Visitors to historic Goldfield during the Memorial Day weekend will get a chance to touch a piece of history -- and maybe even see a famous ghost of the Old West -- during a tour of the Goldfield Hotel.
The long-closed resort, which just after the turn of the 20th century was alive with music and guests in black tie and tails and ball gowns, will have its silent halls trod by curious folks in shorts and sandals during a limited reopening.
"At one time it was the finest hotel between Denver and San Francisco," said Linda Toner, an Esmeralda County official who serves as a historian for the nearly 100-year-old property.
"The ceiling was plated in gold, and it was one of the first hotels in the West to have electric elevators. It was built at a cost of $500,000 -- and that was a lot of money to build a hotel in 1908."
Esmeralda County District Attorney Patty Cafferata, whose office oversees the property, said "the guided tour of the interior of the hotel (is) an opportunity to learn about some of the famous ghosts in residence."

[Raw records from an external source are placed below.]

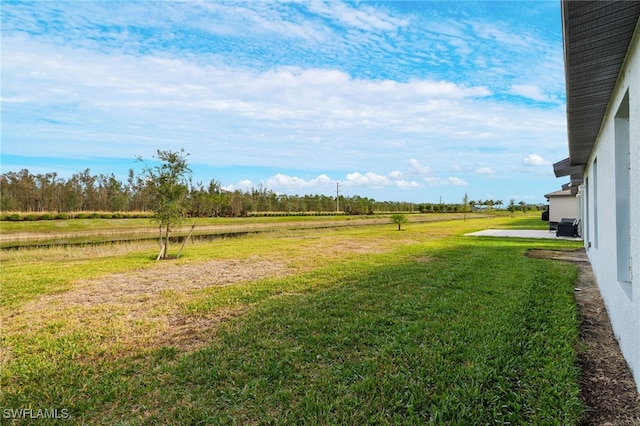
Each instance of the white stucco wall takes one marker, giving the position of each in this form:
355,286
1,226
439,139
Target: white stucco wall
598,200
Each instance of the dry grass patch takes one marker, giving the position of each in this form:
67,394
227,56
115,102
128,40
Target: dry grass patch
141,309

One of the haunting spirits is that of a prostitute who died while she was kept chained in one of the rooms, allegedly by a Goldfield city leader of the early 20th century.
Located 180 miles northwest of Las Vegas on U.S. 95, the hotel, which in the 1940s housed soldiers stationed at the Tonopah Air Field, will open for tours noon-5 p.m. on May 26, 27 and 28.
Each tour will be limited to 30 people, and up to 150 people will tour the site in an afternoon, Cafferata said, noting that proceeds from the ticket sales will go to the Esmeralda County Historic Preservation Fund.
The hotel, sold and resold many times between the 1940s and '90s, rarely has been open to the public in the last 20 years, Cafferata said.
Goldfield once was a mining boomtown, where gold was discovered in 1902. The hotel's grand opening in June 1908 was a gala affair, featuring a gourmet menu in its restaurant that included oysters, lobster, quail, squid and Roquefort cheese, Cafferata said.
Goldfield's population quickly grew to 20,000, and the town at that time had scores of saloons, five banks, four schools, three railroads and two daily newspapers.
But controversy and disasters went hand-in-hand with prosperity. Federal troops were called in to prevent violence during the 1907 miner labor strike; there was extensive flooding in 1913; and in 1923 a fire sparked by the explosion of a still destroyed 53 square blocks, but spared the hotel when winds shifted.
The Goldfield Hotel closed in the 1920s and was not reopened until 1942. A year later, the Army took over, adding a bar, grill, lobby and barber shop and renovating fourth-floor hotel rooms, Cafferata said. Additional structural improvements and renovations were made in the 1990s.
In June 2000 the county tried to sell the Goldfield Hotel along with 139 other parcels. While 127 parcels were sold, raising $250,000, the hotel failed to get an acceptable bid.
In August another attempt will be made to sell the hotel, Toner said.